Publikation

Faster Training of Deep Convolutional Neural Networks for Material Science through Transfer Learning

Publikation, 2020

Outline

P. Weinberger, J. Maurer, B. Fröhler, J. Kastner, C. Heinzl - Faster Training of Deep Convolutional Neural Networks for Material Science through Transfer Learning - 12th International Symposium on NDT in Aerospace (2020), Williamsburg, Virgina, Vereinigte Staaten von Amerika, 2020

Abstract

Convolutional neuronal networks (CNNs) have shown impressive results in the segmentation of biomedical data and more recently also of industrial data, especially of computed tomography (CT) data of fiber reinforced polymers (FRP). In these application areas, it is still a large challenge to generate ground truth data which is necessary for training respective CNNs. In addition, training a CNN from the ground up is a time-consuming process.

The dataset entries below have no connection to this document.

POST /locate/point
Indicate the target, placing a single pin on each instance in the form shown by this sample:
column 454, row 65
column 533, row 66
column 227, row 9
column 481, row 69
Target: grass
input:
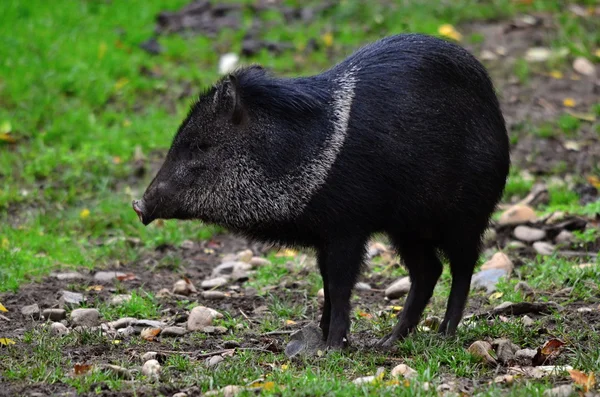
column 87, row 110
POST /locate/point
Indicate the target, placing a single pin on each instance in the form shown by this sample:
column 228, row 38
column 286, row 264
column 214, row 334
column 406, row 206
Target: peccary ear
column 234, row 95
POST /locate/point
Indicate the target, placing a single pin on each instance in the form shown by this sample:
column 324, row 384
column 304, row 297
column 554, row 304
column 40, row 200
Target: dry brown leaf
column 82, row 368
column 587, row 381
column 149, row 334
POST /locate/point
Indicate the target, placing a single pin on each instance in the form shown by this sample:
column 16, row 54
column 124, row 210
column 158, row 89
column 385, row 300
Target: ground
column 91, row 94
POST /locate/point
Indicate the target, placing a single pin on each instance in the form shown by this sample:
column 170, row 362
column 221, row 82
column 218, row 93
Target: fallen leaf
column 448, row 30
column 6, row 342
column 149, row 334
column 81, row 368
column 587, row 381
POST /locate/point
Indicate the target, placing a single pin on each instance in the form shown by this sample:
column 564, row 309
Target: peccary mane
column 260, row 91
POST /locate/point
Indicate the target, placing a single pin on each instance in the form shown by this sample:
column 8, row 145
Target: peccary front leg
column 341, row 261
column 424, row 269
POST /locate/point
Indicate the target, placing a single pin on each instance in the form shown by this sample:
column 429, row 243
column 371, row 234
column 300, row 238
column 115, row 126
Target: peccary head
column 230, row 163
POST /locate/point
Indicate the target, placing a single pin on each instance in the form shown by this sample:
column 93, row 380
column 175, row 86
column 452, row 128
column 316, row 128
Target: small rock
column 564, row 237
column 69, row 276
column 120, row 299
column 32, row 311
column 257, row 261
column 213, row 295
column 54, row 314
column 404, row 370
column 481, row 349
column 214, row 361
column 149, row 356
column 214, row 283
column 584, row 66
column 151, row 369
column 525, row 356
column 360, row 286
column 105, row 277
column 58, row 329
column 528, row 234
column 182, row 287
column 85, row 317
column 398, row 288
column 173, row 331
column 201, row 317
column 524, row 288
column 527, row 321
column 543, row 248
column 71, row 298
column 122, row 322
column 560, row 391
column 516, row 215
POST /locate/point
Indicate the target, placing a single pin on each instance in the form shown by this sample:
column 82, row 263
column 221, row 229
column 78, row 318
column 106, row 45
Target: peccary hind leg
column 424, row 268
column 340, row 262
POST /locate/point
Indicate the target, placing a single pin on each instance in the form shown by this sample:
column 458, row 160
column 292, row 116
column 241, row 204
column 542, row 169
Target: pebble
column 54, row 314
column 528, row 234
column 257, row 261
column 516, row 215
column 201, row 317
column 151, row 369
column 69, row 276
column 120, row 299
column 214, row 361
column 404, row 370
column 32, row 311
column 58, row 329
column 245, row 255
column 213, row 295
column 85, row 317
column 104, row 277
column 182, row 287
column 564, row 237
column 398, row 288
column 214, row 283
column 543, row 248
column 481, row 349
column 72, row 298
column 173, row 331
column 560, row 391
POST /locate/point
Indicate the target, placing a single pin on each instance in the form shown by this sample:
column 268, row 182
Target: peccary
column 405, row 137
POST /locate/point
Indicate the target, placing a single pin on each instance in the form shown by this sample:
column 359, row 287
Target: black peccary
column 405, row 137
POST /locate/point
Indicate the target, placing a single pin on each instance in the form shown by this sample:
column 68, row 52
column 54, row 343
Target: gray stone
column 105, row 277
column 173, row 331
column 32, row 311
column 85, row 317
column 398, row 288
column 529, row 234
column 213, row 295
column 54, row 314
column 543, row 248
column 214, row 283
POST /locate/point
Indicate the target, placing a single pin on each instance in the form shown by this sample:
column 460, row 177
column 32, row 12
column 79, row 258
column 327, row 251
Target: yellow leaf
column 101, row 50
column 84, row 213
column 449, row 31
column 556, row 74
column 6, row 341
column 122, row 82
column 327, row 39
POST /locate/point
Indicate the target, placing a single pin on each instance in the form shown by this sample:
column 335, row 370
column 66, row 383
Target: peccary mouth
column 138, row 207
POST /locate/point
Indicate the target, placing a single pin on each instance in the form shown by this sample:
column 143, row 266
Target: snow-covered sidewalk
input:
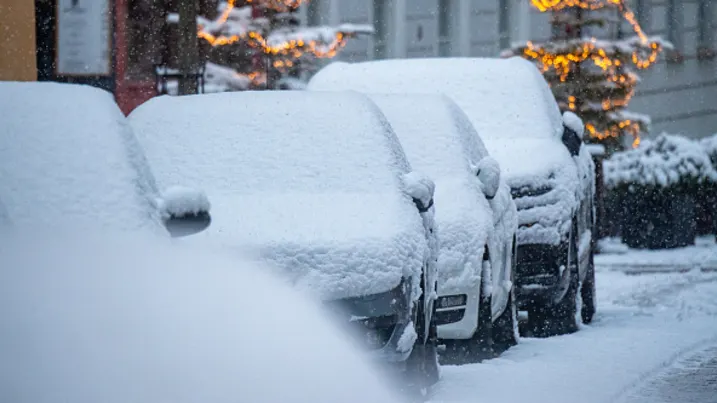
column 646, row 324
column 703, row 256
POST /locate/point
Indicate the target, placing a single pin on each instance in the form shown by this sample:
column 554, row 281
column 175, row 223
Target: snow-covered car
column 476, row 218
column 543, row 159
column 68, row 159
column 317, row 184
column 119, row 319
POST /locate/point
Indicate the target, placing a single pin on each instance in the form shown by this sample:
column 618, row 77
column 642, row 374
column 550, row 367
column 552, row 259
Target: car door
column 500, row 243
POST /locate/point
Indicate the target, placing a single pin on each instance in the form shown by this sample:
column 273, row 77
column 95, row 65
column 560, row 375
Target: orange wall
column 17, row 42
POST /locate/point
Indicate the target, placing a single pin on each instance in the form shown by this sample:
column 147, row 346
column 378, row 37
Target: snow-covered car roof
column 483, row 87
column 126, row 320
column 440, row 142
column 4, row 217
column 507, row 100
column 312, row 179
column 68, row 159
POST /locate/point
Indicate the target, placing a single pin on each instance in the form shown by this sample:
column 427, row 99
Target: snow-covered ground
column 654, row 339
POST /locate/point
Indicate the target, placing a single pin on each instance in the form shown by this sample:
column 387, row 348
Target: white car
column 476, row 218
column 549, row 170
column 318, row 185
column 120, row 319
column 69, row 160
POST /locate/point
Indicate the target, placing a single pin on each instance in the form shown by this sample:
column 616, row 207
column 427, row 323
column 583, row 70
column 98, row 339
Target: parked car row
column 426, row 200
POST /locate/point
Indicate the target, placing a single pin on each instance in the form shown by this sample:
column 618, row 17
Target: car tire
column 554, row 318
column 587, row 292
column 505, row 328
column 422, row 365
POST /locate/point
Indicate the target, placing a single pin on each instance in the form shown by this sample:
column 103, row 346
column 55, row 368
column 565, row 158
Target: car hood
column 333, row 245
column 529, row 160
column 545, row 184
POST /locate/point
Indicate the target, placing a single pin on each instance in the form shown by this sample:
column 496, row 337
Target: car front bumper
column 539, row 272
column 380, row 320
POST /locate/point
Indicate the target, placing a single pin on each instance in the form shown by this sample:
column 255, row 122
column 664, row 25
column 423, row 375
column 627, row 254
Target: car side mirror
column 573, row 132
column 184, row 211
column 420, row 188
column 488, row 173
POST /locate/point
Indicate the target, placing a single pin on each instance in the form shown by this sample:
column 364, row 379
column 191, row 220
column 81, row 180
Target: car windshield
column 205, row 142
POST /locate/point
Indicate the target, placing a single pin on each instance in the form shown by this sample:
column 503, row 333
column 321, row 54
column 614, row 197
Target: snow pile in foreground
column 666, row 161
column 179, row 201
column 546, row 204
column 106, row 325
column 69, row 159
column 316, row 187
column 710, row 146
column 441, row 143
column 702, row 255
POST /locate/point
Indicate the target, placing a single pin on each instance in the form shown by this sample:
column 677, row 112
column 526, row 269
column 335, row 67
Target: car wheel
column 587, row 292
column 557, row 317
column 505, row 328
column 422, row 365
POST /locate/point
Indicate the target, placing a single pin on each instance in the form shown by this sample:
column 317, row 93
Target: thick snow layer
column 702, row 255
column 179, row 201
column 312, row 180
column 69, row 159
column 511, row 107
column 667, row 160
column 574, row 122
column 644, row 325
column 441, row 143
column 119, row 320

This paper will show how transfer learning can be used to reduce the effort of training in the case of CT data segmentation. To achieve this, a pre-trained CNN is used, which allows to segment CT scans with distinct features of different grey values. To improve the prediction of the network based on the original training, only a small fraction of manually segmented reference data should be used. The proposed method is tested with CT data of a short glass fiber reinforced polymer. Due to the different absorption properties of the materials prevalent in such composite materials, the areas of the individual materials appear in different grey values. Between matrix and air/voids there is only a small difference in the absorption. With a threshold-based manual segmentation method, it is not possible to get proper results without splitting the volume into smaller regions of interest and update the thresholds for every region by hand. Our case studies will demonstrate that pre-trained CNNs have a high potential for partly replacing the time-consuming manual segmentation in the future. Through transfer learning, it was possible to reduce the amount of manually segmented regions significantly, without negatively impacting the segmentation accuracy.